While a summary of each article is outside the scope of this paper, the following eleven articles constitute the bylaws, narrowly speaking.

i. Preamble

ii. Purposes of the Bylaws

iii. Definitions

iv. A Natural History of Ethical Issues in Health Care

v. Health Care Ethics Praxis

vi. The Nature of Clinical Ethics Cases

vii. Personnel & Functional Roles

viii. Consultation Guidelines

ix. Functional Products: Interventions and Outcomes

x. Professional Practice Quality Improvement

xi. References

At present (February 2020), the appendices to these bylaws include the following items:

A. General Operating Policy: Clinical Ethics Consultation (regional policy)

B. Clinical Ethics Consultation Process (conceptual map of the process of clinical ethics consultation)

C. Message for Clinical Ethics Consultation Orders in Oregon (states in scope, out of scope, business hours, etc.)

D. Clinical Ethics Support: C.A.S.E.S. Approach (for circumstances when an ethicist is not available or not necessary: a function of secondary ethics integration)

E. Providence Model for Health Decision-Making in Clinical Settings (a visual disclosure model to assist with exploration and explanation of ethical thinking)

F. Clinical Ethics Case SBAR Form (a tool for caregivers to use to organize relevant case information)

G. Clinical Ethics Triage Screening Tool (to help determine whether to escalate an issue to the attending ethicist)

H. Perinatal Ethics Team Letter (to communicate resources for high-risk obstetric cases, neonatal cases, and other maternal-fetal medicine issues)
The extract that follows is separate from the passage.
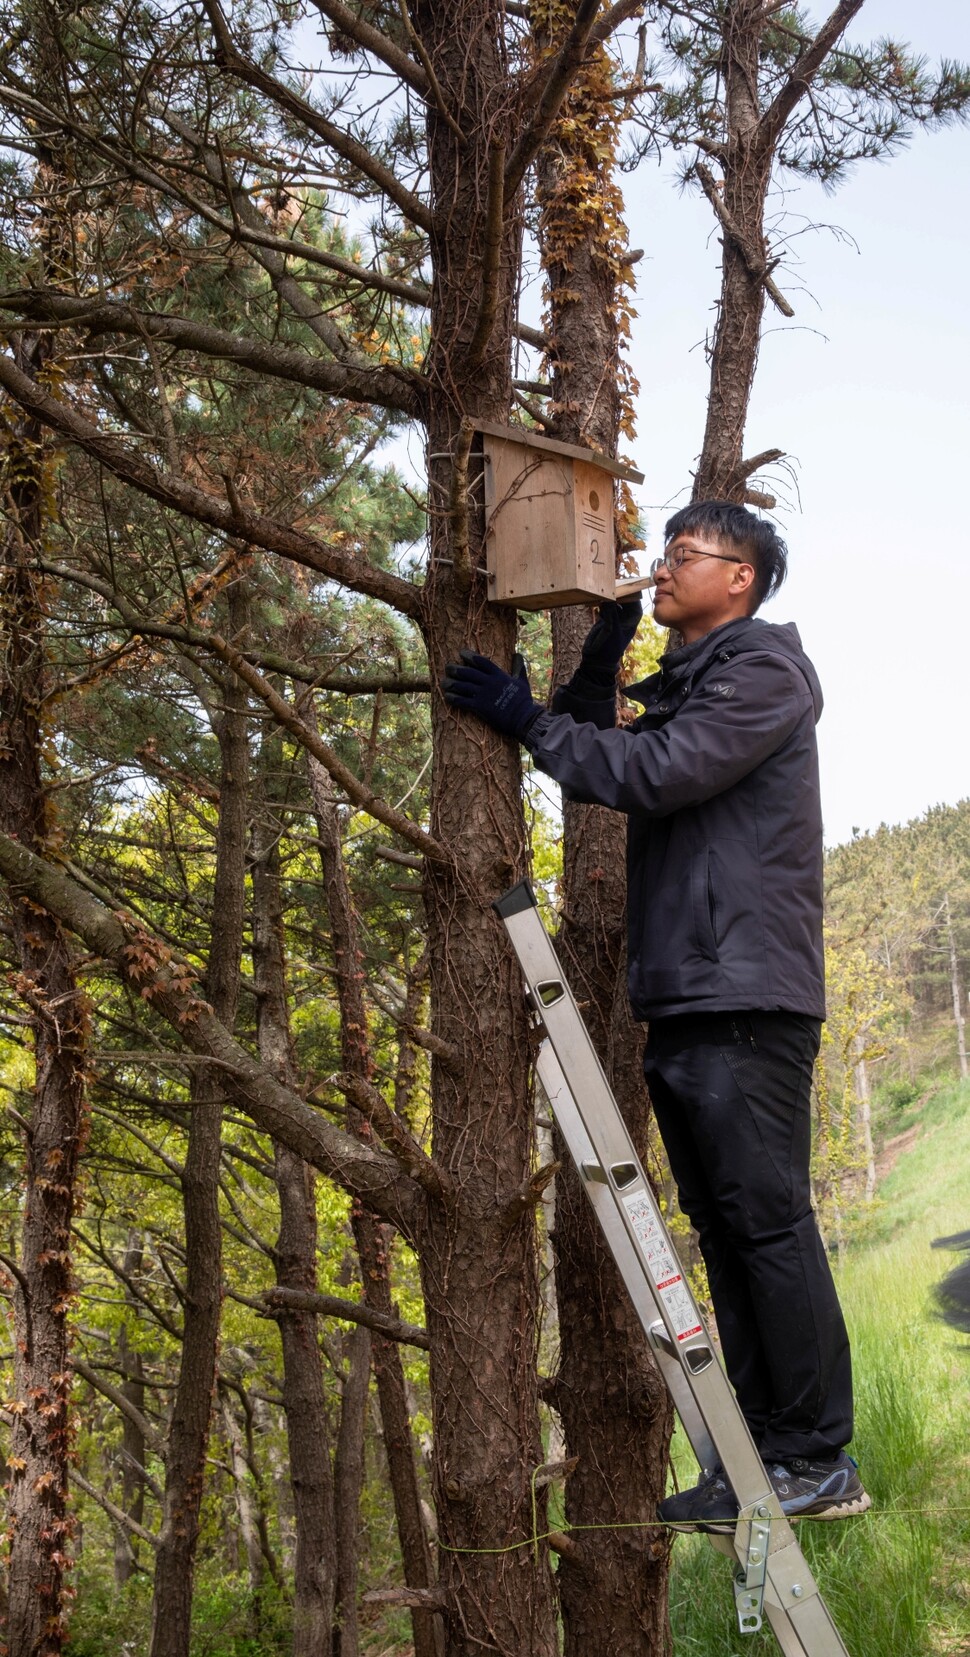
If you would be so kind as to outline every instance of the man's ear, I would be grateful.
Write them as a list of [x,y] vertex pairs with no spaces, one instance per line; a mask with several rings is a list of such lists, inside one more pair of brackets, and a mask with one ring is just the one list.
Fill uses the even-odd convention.
[[738,596],[742,593],[747,593],[750,598],[751,589],[754,586],[754,576],[755,570],[753,564],[735,564],[728,592]]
I. Clinical Ethics Consultation | Clinical Ethics Alert (a one-pager on consultation; a communication tool for caregivers)

J. Ethics Liaison | Clinical Ethics Alert (a one-pager on the role of ethics liaisons, who are embedded resources who may be able to provide clinical ethics support when an ethicist is not available)

K. Evaluation Framework for Clinical Ethics Consultation (the conceptual framework for the summative and formative metrics of the consultation service)

ITERATIVE DESIGN AND EVOLUTION

Over time, we anticipate revisions to the current iteration of our bylaws. On the one hand, institutional parties will have additional insights and feedback to integrate into the document. Moreover, our ongoing formation and ministry as ethicists will bring new perspectives to the vocation of ethics that in turn will shape the document. On the other hand, external forces such as Church teaching, developments in the ethics literature, and research and other scholarship in the field will mold the content as well. Overall, while the bylaws are a testament to our commitment to the professional practice of clinical ethics consultation, like other professions, we seek to be faithful to our fiduciary responsibilities and core commitments as we adapt and respond to the signs of the times.


NICHOLAS J. KOCKLER, PH.D., MS, HEC-C
Endowed Chair in Applied Health Care Ethics & Regional Director
Providence Center for Health Care Ethics
Portland, Oregon

[email protected]

 

ENDNOTES

  1. Nicholas Kockler and Kevin Dirksen, "Integrating Ethics Services in a Catholic Health System in Oregon," National Catholic Bioethics Quarterly 18(1) (Spring 2018): 113-134.
  2. The first iteration of our bylaws was co-authored by N. Kockler and Kevin M. Dirksen, M.Div., M.Sc., HEC-C.
  3. John Tuohey and Nicholas Kockler, "Ethics Education Enhances Skills of Doctors in Training," 93(3) (Spring 2012): 29-37.